Photo: AstraZeneca Twitter

Belgium’s federal medicines agency has launched an investigation into AstraZeneca’s Covid-19 vaccine production site near Brussels following a request from the European Commission, in a move that could escalate the row between the European Union and the drugmaker over AstraZeneca’s decision to deliver only 40% of the promised 80 million Covid-19 vaccine doses to the bloc by the end of March.


- The first visit by Belgian regulators to AstraZeneca’s facility in Seneffe was completed on Wednesday and collected samples and records from the plant, the Guardian reported, citing the Belgian health ministry.

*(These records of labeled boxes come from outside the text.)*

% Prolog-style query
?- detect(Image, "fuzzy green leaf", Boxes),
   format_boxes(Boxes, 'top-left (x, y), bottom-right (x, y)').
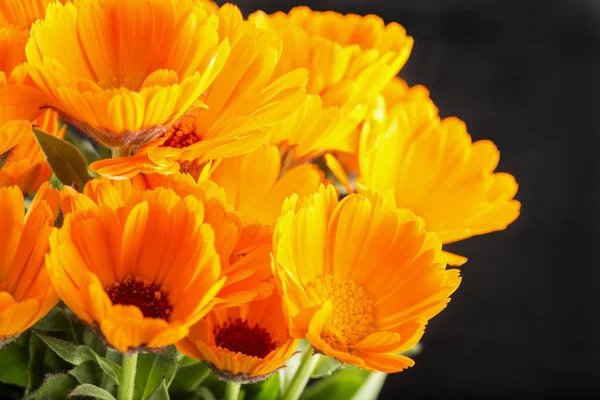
top-left (69, 383), bottom-right (116, 400)
top-left (33, 128), bottom-right (92, 190)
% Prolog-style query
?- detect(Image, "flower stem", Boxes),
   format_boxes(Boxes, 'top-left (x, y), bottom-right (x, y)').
top-left (283, 346), bottom-right (320, 400)
top-left (117, 352), bottom-right (137, 400)
top-left (225, 381), bottom-right (242, 400)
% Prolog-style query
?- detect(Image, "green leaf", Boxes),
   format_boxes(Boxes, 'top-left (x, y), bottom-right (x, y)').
top-left (310, 356), bottom-right (342, 379)
top-left (352, 373), bottom-right (387, 400)
top-left (0, 335), bottom-right (29, 387)
top-left (255, 374), bottom-right (279, 400)
top-left (0, 147), bottom-right (15, 169)
top-left (69, 383), bottom-right (116, 400)
top-left (33, 128), bottom-right (92, 190)
top-left (23, 374), bottom-right (77, 400)
top-left (169, 361), bottom-right (210, 393)
top-left (36, 332), bottom-right (123, 383)
top-left (148, 379), bottom-right (169, 400)
top-left (133, 346), bottom-right (177, 400)
top-left (300, 367), bottom-right (370, 400)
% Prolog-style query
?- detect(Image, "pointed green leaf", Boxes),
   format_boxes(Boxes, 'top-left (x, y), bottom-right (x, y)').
top-left (0, 147), bottom-right (15, 169)
top-left (169, 359), bottom-right (210, 393)
top-left (33, 128), bottom-right (92, 190)
top-left (133, 346), bottom-right (177, 400)
top-left (148, 379), bottom-right (169, 400)
top-left (310, 356), bottom-right (342, 379)
top-left (23, 374), bottom-right (77, 400)
top-left (300, 366), bottom-right (370, 400)
top-left (36, 332), bottom-right (122, 383)
top-left (69, 383), bottom-right (116, 400)
top-left (0, 335), bottom-right (29, 387)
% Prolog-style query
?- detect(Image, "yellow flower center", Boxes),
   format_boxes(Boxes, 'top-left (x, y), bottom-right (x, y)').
top-left (104, 275), bottom-right (173, 321)
top-left (162, 122), bottom-right (202, 149)
top-left (306, 275), bottom-right (375, 350)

- The investigation into the plant was triggered by a request from the European Commission, the EU’s executive branch, reportedly due to doubts over AstraZeneca’s explanation as to why it was only planning to deliver 31 million doses of the vaccine to the bloc’s nations by March-end, instead of the promised 80 million.

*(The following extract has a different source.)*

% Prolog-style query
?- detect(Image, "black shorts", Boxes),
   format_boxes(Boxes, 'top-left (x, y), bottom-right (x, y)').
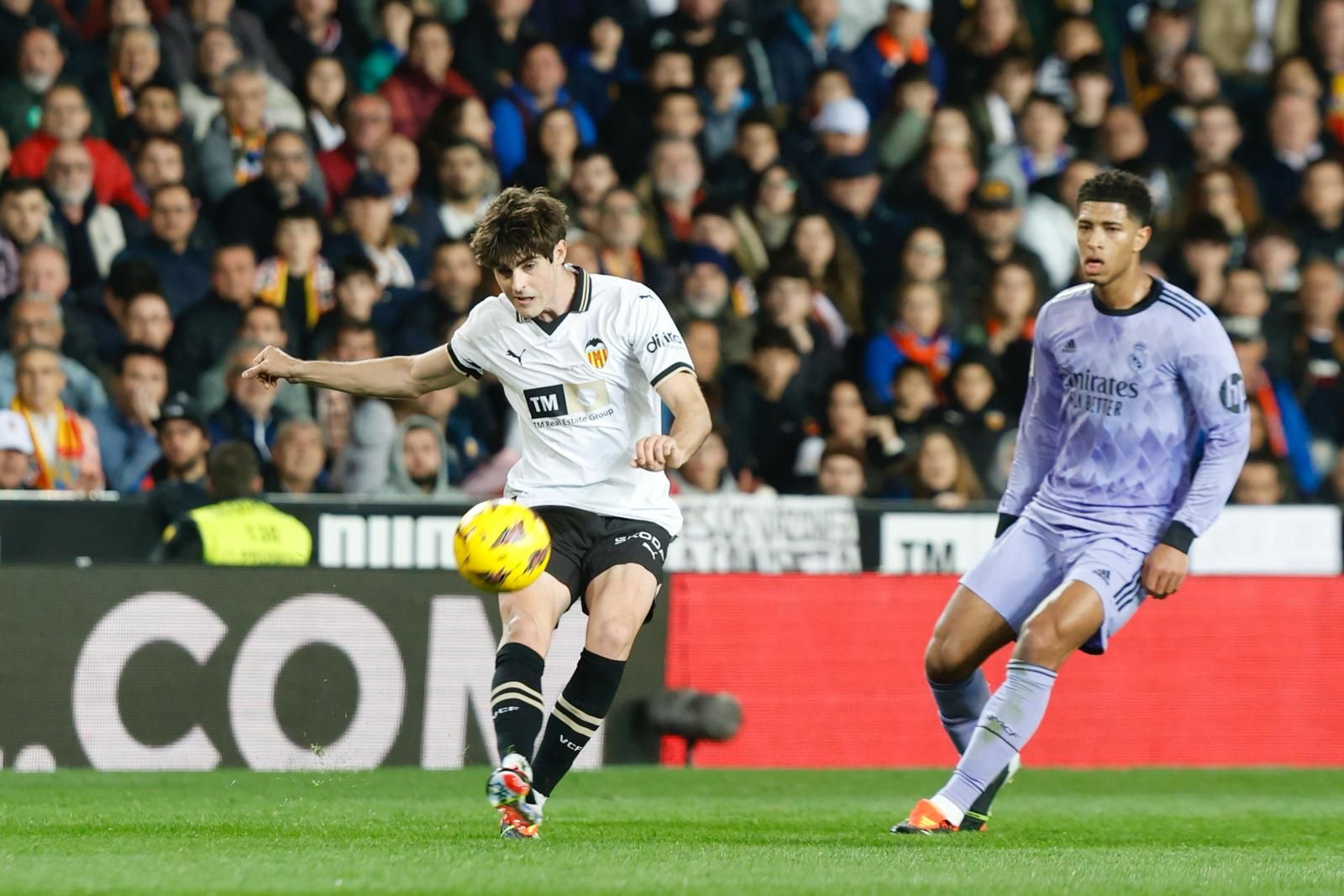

- The AstraZeneca shot has not yet been approved for emergency use by the European Medicines Agency but the approval is expected on Friday.

- While the vaccine maker has said that the reduced availability in Europe is due to a production problem at the Belgian site, the EU is investigating if AstraZeneca has diverted any doses produced in the EU, to the U.K.

- Despite delays in delivering the vaccine in Europe, AstraZeneca has assured the U.K. government — which helped develop the vaccine along with the University of Oxford — that it will be able to successfully fulfill its total order of 100 million shots. 


In August, the EU signed a deal with AstraZeneca for a total of 300 million doses of its vaccine, with an option for 100 million more. 80 million of those doses were planned for delivery by the end of March but last week the company cut this number down to 31 million after reporting production delays at two of its plants in the Netherlands and Belgium. The cut back prompted an outcry from the EU which accused the drugmaker of giving the U.K. preferential treatment, where deliveries are on schedule. In an interview on Wednesday, AstraZeneca CEO Pascal Soriot pushed back against the EU’s assertion that the company was reneging on its contractual obligation, noting that in its agreement the company had only agreed to make its “best effort” to deliver a certain number of vaccine doses. Soriot also rejected demands from the EU to supply the bloc’s countries with vaccines from the U.K. plant to make up for the shortfall, saying that the U.K. government, which helped develop the vaccine, required shots produced in the country to stay in the U.K. before being exported elsewhere. Soriot also noted that the U.K.’s decision to sign a contract with AstraZeneca three months before the EU, allowed it to iron out early production glitches in Britain last year.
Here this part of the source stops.